Unilateral Adrenal Hyperplasia

Summary about Disease


Unilateral adrenal hyperplasia (UAH) is a condition characterized by the enlargement of one adrenal gland while the other remains normal in size. This enlargement often leads to overproduction of certain hormones, most commonly cortisol, resulting in a form of Cushing's syndrome. It is considered a rare cause of Cushing's syndrome.

Symptoms


Symptoms of UAH are often similar to those of Cushing's syndrome and may include:

Weight gain, particularly in the face, neck, and abdomen

Fatigue

Muscle weakness

High blood pressure

High blood sugar (diabetes)

Easy bruising

Purple or pink stretch marks on the skin (striae)

Acne

Increased thirst and urination

Osteoporosis (weak bones)

Mood changes, such as depression or anxiety

In women: irregular menstrual periods, increased facial hair growth (hirsutism)

In men: decreased libido, erectile dysfunction

Causes


The exact cause of unilateral adrenal hyperplasia is not fully understood in all cases. In some instances, it may be related to:

Somatic mutations: Genetic mutations arising in the adrenal gland cells themselves.

Abnormal receptor expression: Alterations in the receptors on adrenal gland cells may cause an abnormal response to stimulation.

Unknown factors: In many cases, the underlying cause remains unknown.

Medicine Used


Medications are often used to manage the symptoms of hypercortisolism, either before surgery or in patients who are not surgical candidates. These include:

Ketoconazole: An antifungal medication that inhibits cortisol production.

Metyrapone: Inhibits cortisol synthesis.

Mitotane: A cytotoxic drug that can destroy adrenal gland cells (used in more severe cases).

Osilodrostat: Blocks cortisol synthesis.

Pasireotide: May be used if Cushing's is related to a pituitary tumor. Following adrenalectomy, hormone replacement therapy (e.g., hydrocortisone) is typically required to compensate for the loss of adrenal function.

Is Communicable


No, unilateral adrenal hyperplasia is not a communicable disease. It is not infectious and cannot be spread from person to person.

Precautions


There are no specific precautions to prevent unilateral adrenal hyperplasia as the cause is often unknown. However, managing risk factors for associated conditions like high blood pressure and diabetes is important. After adrenalectomy, patients need to adhere to their hormone replacement therapy and follow up with their endocrinologist.

How long does an outbreak last?


UAH is not an outbreak-related disease. It is a chronic condition related to an abnormality of the adrenal gland. The symptoms will persist unless the underlying cause of hormone overproduction is addressed.

How is it diagnosed?


Diagnosis of unilateral adrenal hyperplasia involves several steps:

Medical History and Physical Examination: To assess symptoms and medical history.

Hormone Testing: Blood and urine tests to measure cortisol levels, ACTH levels, and other hormone levels. Dexamethasone suppression tests are commonly used to evaluate the body's response to cortisol.

Imaging Studies: CT scans or MRI of the adrenal glands to visualize the size and shape of the adrenal glands and to identify any masses or abnormalities.
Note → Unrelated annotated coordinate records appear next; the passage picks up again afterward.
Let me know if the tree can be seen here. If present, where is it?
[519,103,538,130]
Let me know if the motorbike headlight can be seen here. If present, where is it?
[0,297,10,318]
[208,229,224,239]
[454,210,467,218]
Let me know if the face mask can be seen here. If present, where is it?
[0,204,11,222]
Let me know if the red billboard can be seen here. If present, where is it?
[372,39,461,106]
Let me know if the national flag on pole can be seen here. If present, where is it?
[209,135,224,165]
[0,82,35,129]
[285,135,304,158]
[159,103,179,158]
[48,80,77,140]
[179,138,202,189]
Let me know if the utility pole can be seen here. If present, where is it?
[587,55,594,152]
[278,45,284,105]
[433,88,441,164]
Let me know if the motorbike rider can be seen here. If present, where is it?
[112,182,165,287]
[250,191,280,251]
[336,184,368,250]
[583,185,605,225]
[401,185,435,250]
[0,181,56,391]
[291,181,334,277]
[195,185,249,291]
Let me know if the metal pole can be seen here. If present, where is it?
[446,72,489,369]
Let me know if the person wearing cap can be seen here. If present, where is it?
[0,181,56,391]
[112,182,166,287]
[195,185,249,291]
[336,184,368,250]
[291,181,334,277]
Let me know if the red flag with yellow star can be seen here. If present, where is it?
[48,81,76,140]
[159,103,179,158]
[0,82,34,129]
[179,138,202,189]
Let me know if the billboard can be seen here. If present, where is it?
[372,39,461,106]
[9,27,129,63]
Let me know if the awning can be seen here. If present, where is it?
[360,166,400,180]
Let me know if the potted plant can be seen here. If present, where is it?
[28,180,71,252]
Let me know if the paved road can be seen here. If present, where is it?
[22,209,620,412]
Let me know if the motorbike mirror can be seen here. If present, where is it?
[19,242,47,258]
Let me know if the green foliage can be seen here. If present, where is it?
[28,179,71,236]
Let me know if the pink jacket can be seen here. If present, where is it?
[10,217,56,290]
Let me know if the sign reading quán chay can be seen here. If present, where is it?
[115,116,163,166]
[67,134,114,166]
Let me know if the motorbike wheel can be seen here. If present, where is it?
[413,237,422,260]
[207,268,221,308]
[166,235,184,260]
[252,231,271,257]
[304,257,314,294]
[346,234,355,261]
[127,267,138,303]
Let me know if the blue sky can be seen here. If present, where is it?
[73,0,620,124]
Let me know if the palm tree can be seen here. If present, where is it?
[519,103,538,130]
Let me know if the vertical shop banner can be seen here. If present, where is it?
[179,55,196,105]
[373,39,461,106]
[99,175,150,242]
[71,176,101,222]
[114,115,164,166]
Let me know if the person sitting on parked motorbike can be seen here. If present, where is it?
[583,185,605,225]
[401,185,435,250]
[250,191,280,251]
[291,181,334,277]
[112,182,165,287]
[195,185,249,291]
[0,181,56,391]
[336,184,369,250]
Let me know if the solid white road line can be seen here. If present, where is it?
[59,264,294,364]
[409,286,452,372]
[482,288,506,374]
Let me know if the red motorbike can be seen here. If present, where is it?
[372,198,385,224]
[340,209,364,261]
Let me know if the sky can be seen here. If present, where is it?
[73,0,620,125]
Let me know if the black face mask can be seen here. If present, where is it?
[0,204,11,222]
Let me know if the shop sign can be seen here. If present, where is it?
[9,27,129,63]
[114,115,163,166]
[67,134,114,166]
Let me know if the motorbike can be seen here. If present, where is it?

Adrenal vein sampling may be done to measure hormone levels directly from the veins draining each adrenal gland.

Differential Diagnosis: Ruling out other causes of Cushing's syndrome, such as pituitary tumors, ectopic ACTH production, or bilateral adrenal hyperplasia.

Timeline of Symptoms


The timeline of symptoms can vary depending on the severity of hormone overproduction and the individual. The onset can be gradual, with subtle symptoms appearing over months to years. Some individuals may experience more rapid symptom development.

Important Considerations


Early Diagnosis: Early diagnosis and treatment are crucial to prevent long-term complications such as cardiovascular disease, diabetes, osteoporosis, and psychological problems.

Surgical Management: Adrenalectomy (surgical removal of the affected adrenal gland) is often the preferred treatment option for unilateral adrenal hyperplasia.

Hormone Replacement: After adrenalectomy, hormone replacement therapy (corticosteroids) is usually necessary to prevent adrenal insufficiency.

Follow-up Care: Regular monitoring by an endocrinologist is essential to manage hormone levels and prevent recurrence.

Multidisciplinary Approach: Management of UAH often involves a team of specialists, including endocrinologists, surgeons, and radiologists.